APPLE
Company Files Patent for Long-Distance Synthetic Group Selfies
Patently Apple has just discovered a rather timely patent won by Apple this past week. Hidden among 56 other patents filed, the topical invention allows iPhone users to create synthetic composite selfies using both live and stored images, meaning even if you’re currently practicing social distancing, you can still appear in a group selfie with your friends. The process will involve everyone taking individual selfies, and then using a program to knit the images together with a composition of your choosing, resulting in a photo that looks like you were altogether in one location.
Explaining the feature in more detail, Apple says: “The individual selfie images can be still images, stored video images, or live streaming images.
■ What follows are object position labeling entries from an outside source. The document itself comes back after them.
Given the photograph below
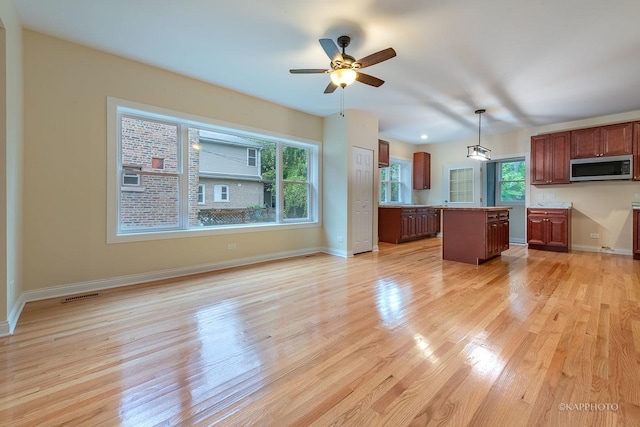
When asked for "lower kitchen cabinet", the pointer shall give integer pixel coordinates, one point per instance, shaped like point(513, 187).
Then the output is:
point(549, 229)
point(402, 224)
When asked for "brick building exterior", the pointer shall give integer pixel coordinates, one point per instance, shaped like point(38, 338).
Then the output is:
point(224, 173)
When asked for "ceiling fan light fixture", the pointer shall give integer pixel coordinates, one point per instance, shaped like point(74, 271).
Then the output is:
point(478, 152)
point(343, 77)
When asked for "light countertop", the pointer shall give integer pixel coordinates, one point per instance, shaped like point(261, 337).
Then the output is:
point(552, 205)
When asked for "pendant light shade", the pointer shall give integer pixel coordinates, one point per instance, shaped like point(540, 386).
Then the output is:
point(478, 152)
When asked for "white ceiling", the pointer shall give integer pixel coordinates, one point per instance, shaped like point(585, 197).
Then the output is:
point(527, 62)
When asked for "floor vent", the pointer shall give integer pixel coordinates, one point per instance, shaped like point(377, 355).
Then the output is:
point(79, 297)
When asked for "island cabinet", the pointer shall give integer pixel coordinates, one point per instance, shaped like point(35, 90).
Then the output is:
point(474, 235)
point(550, 158)
point(549, 229)
point(397, 224)
point(602, 141)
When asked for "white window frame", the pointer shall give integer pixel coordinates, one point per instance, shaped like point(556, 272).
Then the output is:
point(476, 190)
point(202, 194)
point(115, 106)
point(499, 182)
point(221, 193)
point(251, 157)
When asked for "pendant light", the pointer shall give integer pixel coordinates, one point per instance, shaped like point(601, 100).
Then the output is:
point(478, 152)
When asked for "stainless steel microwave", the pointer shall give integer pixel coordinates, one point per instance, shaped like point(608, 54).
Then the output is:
point(602, 168)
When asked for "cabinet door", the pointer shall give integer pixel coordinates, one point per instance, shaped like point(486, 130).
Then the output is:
point(433, 222)
point(557, 231)
point(617, 140)
point(585, 143)
point(536, 230)
point(406, 227)
point(504, 235)
point(550, 158)
point(559, 158)
point(493, 239)
point(539, 152)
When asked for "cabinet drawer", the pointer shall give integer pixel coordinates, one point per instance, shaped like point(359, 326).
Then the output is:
point(548, 212)
point(497, 216)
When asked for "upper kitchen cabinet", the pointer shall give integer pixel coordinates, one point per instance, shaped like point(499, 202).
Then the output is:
point(550, 158)
point(383, 154)
point(636, 151)
point(421, 171)
point(611, 140)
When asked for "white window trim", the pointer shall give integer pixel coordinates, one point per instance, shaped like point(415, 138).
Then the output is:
point(202, 193)
point(254, 157)
point(218, 193)
point(476, 186)
point(113, 177)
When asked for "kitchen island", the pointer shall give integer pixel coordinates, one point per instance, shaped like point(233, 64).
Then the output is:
point(474, 235)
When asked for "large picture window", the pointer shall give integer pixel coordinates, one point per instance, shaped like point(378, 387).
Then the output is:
point(511, 181)
point(166, 165)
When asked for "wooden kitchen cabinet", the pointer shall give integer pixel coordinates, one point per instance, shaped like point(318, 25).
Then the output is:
point(550, 158)
point(397, 224)
point(474, 235)
point(421, 171)
point(636, 151)
point(601, 141)
point(383, 153)
point(549, 229)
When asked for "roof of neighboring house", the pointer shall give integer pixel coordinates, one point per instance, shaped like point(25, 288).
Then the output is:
point(223, 138)
point(231, 176)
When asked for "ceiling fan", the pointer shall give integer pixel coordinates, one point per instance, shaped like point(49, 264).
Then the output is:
point(344, 68)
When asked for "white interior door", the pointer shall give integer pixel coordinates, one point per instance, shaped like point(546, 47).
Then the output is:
point(362, 189)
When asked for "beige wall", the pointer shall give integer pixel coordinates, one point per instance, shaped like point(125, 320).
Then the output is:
point(603, 208)
point(66, 90)
point(11, 282)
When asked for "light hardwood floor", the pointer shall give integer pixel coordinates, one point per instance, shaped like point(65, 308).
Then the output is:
point(396, 338)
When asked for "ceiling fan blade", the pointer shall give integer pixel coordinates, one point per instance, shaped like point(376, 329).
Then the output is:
point(369, 80)
point(330, 88)
point(377, 57)
point(331, 49)
point(309, 71)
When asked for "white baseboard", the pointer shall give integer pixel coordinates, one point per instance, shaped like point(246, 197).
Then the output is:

Thus, the synthetic group selfie can be a composition of still images, stored video images, or live streaming video images. The computing device can automatically arrange the individual selfies into the synthetic group selfie. The synthetic group selfie can be stored as a multi-resource object that preserves the individual selfie images so that the user who created the synthetic group selfie or a recipient of the synthetic group selfie can modify the arrangement of the individual selfies within the synthetic group selfie.” All this means that different people can have different group selfies — still or video — even when the source material is the same.
Of course, the new technology is just at a patent stage now, and there’s no concrete information on when, or if at all, Apple will make it available.